Her response, “Opioids. Some many of my friends use.”
I asked, “Why?”
“I don’t know. There’s nothing to do. We are stuck here and I don’t know. They start. Get addicted and the treatment doesn’t help.”
“I don’t know. But it doesn’t help. I lost a friend to it.”
“I was hospitalized a few times.”
“Yep. I know. I had to find other ways, too. Like hiking, running, just getting outside.”
“That other stuff. It just doesn’t help.”
“I get it.”
“What would you do differently to help?”
“I would talk to them. The medications don’t work. They need more. I don’t know. It has to change.”
“I know. The medications sometimes makes it worse.”
“It still really hurts. You know.”
“I can only imagine.”
“It was so sad. I just wish there was more.”
A man interrupts and we end our conversation.
Even miles away from home, the opioid crisis is present and effecting our kids. Actually on Friday before I left I met with an expert on the crisis and discussed the issues in our area.
Hmmm…after this brief talk, I quickly realized Allentown isn’t alone in this battle and other towns are battling out the crisis, too. I mean I knew that but when you talk face-to-face with others you truly hear the stories. The people and their stories become more real then a story written in the Atlantic or in a documentary on Netflix. You know. You can’t ignore them when they are in front of you sharing.
Now I am only on the western side of PA but this opioid crisis isn’t a state thing, this is a nationwide concern and is truly hitting this generation hard. And sadly, as I have heard before the mental health field is desperately trying help the addicts, but missing many.

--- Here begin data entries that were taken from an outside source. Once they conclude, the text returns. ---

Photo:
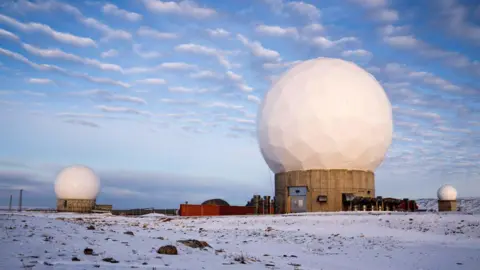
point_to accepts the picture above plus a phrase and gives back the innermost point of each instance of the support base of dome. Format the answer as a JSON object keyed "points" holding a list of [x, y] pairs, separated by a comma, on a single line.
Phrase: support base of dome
{"points": [[447, 206], [320, 190], [75, 205]]}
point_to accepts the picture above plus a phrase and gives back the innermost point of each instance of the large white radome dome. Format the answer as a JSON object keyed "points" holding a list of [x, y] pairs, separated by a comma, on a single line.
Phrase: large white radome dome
{"points": [[325, 114], [447, 193], [77, 182]]}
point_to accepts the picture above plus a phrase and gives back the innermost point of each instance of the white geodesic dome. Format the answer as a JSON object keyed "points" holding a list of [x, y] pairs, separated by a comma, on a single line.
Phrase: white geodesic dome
{"points": [[325, 113], [447, 193], [77, 182]]}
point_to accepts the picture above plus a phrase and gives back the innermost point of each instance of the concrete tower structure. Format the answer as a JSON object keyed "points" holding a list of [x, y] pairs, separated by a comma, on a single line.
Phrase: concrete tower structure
{"points": [[77, 188], [447, 198], [323, 128]]}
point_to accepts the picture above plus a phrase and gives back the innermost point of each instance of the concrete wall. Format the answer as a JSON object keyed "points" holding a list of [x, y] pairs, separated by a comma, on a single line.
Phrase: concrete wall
{"points": [[330, 183], [446, 206], [75, 205]]}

Even with Emergency rooms ready to response and parents are trying to help their kids, we are losing the fight against the addiction.
Somewhere there is a disconnect and our youth are dying and their friends are watching and this generation is feeling loss, pain and frustration with the current mental health system. 😦
Honestly, I am not sure how to fix this crisis. It’s not my field, but I feel it’s deeply rooted in the brain’s response, emotions, and that desire to feel nothing.
But why? They are so young, so full of opportunity, so ready to live.
Why? Maybe it’s the feeling of being stuck. Like the girl said. They feel hopeless. Nowhere to go. Stuck in their young life. That’s not just not addiction but depression….
Since I have experienced the depression and addiction, I have a few suggestions, but I am not promising any magical cures. These are just things that have helped me escape the thoughts.
First, find a someone to talk it out to. A therapist is preferable but
anyone is better than no one! Second, move. I suggest in nature, but any place is cool.
Third, value you! You are you so take time to love you. If you have trouble doing that, call friends and family and have them tell you what they love about you and write every word down. Then, photocopy the paper and hang the paper everywhere. So it reminds you how special you are.
Fourth, do something you love or used to love. Engaging in something that makes you feel good. Maybe something you enjoyed as a kid or even as a young adult. Those old feelings may come back and instead of going to the drug as a fix you will go to the activity. 🙂
Finally, surround yourself in nature. 20 minutes is all u need. Seriously! Nature is an amazing healer.
Okay, I totally side tracked but it felt right!
Back to the crisis…
Come to think of it I had a mom the other week suggest confidence classes for her daughter because she felt a class would help her feel stronger and resist the urge to use. Maybe that’s what these kids need. A confidence, self-love class. I don’t know.
Again, I am not sure. But a great suggestion.
As I travel, I hope to collect stories. Stories from parents, kids, youth and others to create a nationwide story on mental health and what’s going on so maybe just maybe I can help my city heal and the nation know that we are all in this together.